If using rear windage adjustable dovetail rings and bases, moving the rear rings east/west to save on internal adjustments of the scope, while a good idea, is almost certainly going to cause torquing of the scope tube, which, if severe enough, can mess up internal workings, or even actually put a permanent bend in the scope that can only be repaired by the factory. The front rings are far too tightly twisted and locked into the front base to compensate. This is precisely why I only use Burris Signature rings, as I can loosen the front rings a tad and allow the scope to pivot within the plastic bearings as I move the rear rings, and then re-tighten for the next group.
 
I was wondering if someone could explain to me what I'm doing wrong?


You are doing nothing wrong and in fact you are doing what everyone should do, actually shooting at the distances you would expect to encounter while hunting.

Ballistic charts hold very little meaning in the real world as you have found out.
 
Sight the rifle in at 100 yds 2-3'' high only use 25 yds to get on paper. this should zero at 225-250 yds but it is only math you should shoot your rifle at 200yids to make sure, ballistics are only mathematical calculations .
 
Tight groups at 25yds can certainly open up when you get to 200yds. An adjustment of 4 clicks at 25 yds will barely move the point of impact, but at 200 yds will be off by 2 inches. Sight it in where 90% of your shots will be, and compensate for the other 10% when the time comes...

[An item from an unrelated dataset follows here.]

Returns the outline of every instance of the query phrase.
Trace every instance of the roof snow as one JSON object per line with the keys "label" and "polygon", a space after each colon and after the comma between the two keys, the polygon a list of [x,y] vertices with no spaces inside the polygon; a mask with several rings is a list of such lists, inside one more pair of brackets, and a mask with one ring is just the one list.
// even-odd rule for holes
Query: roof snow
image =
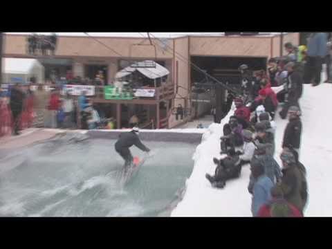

The most important thing is that you are out practicing, and getting to know your rifle and load.
 
alright, now i was wondering if someone could explain this to me.

at 25yrds all of my shots touch or are very close to touching.
now i've been told 0 at 25 is 0 at 200. which has some truth to it,

yesterday I went out and shot my 6.5x55. used Barnes 120gr TTSX with 43.7 grains of RL22.

The 25yd / 200yd thing depends on your load, bullet and how high your sights are above the bore. Especially how high the sights are. I would agree with struff55 that 3" high at 100yds will zero somewhere around 225yds, that is around what I found on my 6.5x55 last year. Hot loads with a good bullet will zero on the farther end of that, softer loads with an average bullet will zero a bit over 200yds.

I use the JBM or Big Game Info ballistic calculators to get trajectory charts.

JBM - http://www.jbmballistics.com/ballistics/calculators/calculators.shtml
BGI - http://www.biggameinfo.com/BalCalc.aspx

The two biggest unknowns in these calculations are muzzle velocity and ballistic coefficient of the bullet. BC's are generally published by the bullet manufacturers, but the numbers are all over the place and generally are not super accurate. In addition to that, most companies use the G1 reference projectile for their BC's and that is not the best choice for most streamlined bullets. Unless you have a chronograph, your muzzle velocity is a WAG as well.

All of this leads to trajectory charts that are guesses, at best. With good data, the calculators are pretty accurate. With bad data they are garbage. This means you must test fire at a number of ranges to see how your rifle actually shoots and compare it to the charts for reference.